Industry body the Society of Motor Manufacturers and Traders estimated last month that a no-deal Brexit would cost the motor industry an additional £4.5bn in tariffs. It’s repeatedly warned that a failure to establish proper trade deals after Brexit could damage the industry “beyond repair”.
Ford warned in November that a no-deal Brexit would spell “disaster” for the UK car industry and could cost it as much as $1bn in additional tariffs. Toyota said in September that it may be forced to shift some UK production work elsewhere, while Aston Martin’s chief executive called for Theresa May to provide clarity by the first quarter of 2018.
Construction and manufacturing
Like the car industry, the global nature of the construction and manufacturing sector means that it could stands to lose a lot – especially if Brexit restricts the free movement of labour. Seven of the construction industry’s largest trade bodies warned in November that the sector faces a Brexit “cliff edge” if the Government doesn’t provide more details on its plans to implement a two-year grace period for EU citizens looking to apply for settled status after the split.

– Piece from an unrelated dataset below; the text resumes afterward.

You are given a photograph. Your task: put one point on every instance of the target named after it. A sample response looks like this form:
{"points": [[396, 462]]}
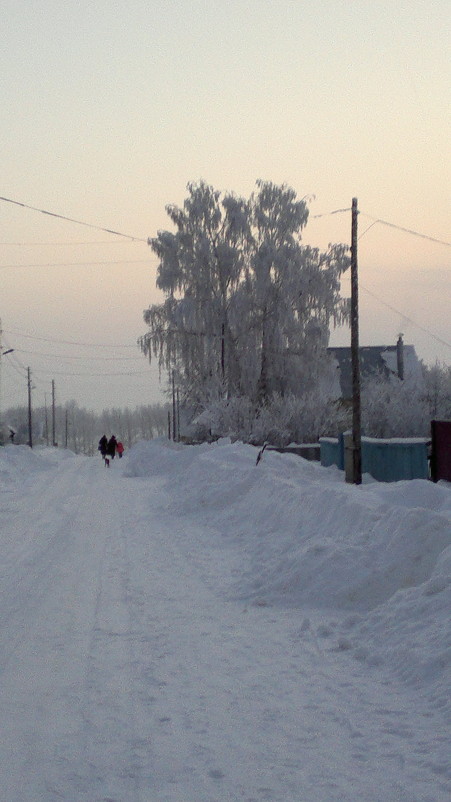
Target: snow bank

We’ve already witnessed an increase in the number of EU construction workers leaving the UK for jobs on the continent, according to the Association for Consultancy and Engineering. Findings by the Royal Institution of Chartered Surveyors in a report published in March showed that almost 200,000 construction jobs could be slashed if Britain loses access to the European single market, jeopardising billions of pounds worth of infrastructure projects.
Food and drinks
In 2017, several companies continued to quietly shrink the size of their products in a process that has become known as ‘shrinkflation’ – where prices remain the same as portion sizes get smaller.
McVitie’s cut the number of Jaffa Cakes in some boxes from 12 to 10 back in September. Cadbury’s Freddo bars and Haribo also became more expensive, as a result of a slump in the pound against the dollar since the Brexit vote.
In October, accountancy firm Moore Stephens said that the rising cost of imports has put 20 per cent of UK restaurants at risk of going bust. Restaurant chains Byron, Prezzo and Jamie’s Italian all closed sites in 2017, while fast food chain Handmade Burger went into administration earlier this year.
MPs raised concerns in December about regulation of the pharmaceuticals sector post-Brexit, warning that the UK’s departure from the EU could make Britain a less desirable place for investment and development.
Findings by the Business, Energy and Industrial Strategy Committee, based on research from the British Medical Association and other organisations, found that Brexit could threaten research into new drugs. In September, researchers writing in The Lancet medical journal said that Brexit could have a “potentially catastrophic” impact on the NHS.
In November the EU awarded the Netherlands the right to host the European Medicines Agency, which up until now has been based in London.
Architecture and design
The UK’s architecture industry body, the Royal Institute of British Architects warned in December that a no-deal Brexit could see EU exports slump by a third and could cut off vital access to talent, ultimately jeopardising the UK’s position as a global architecture hub.
British firms could lose as much as £73m of export earnings alone, RIBA said.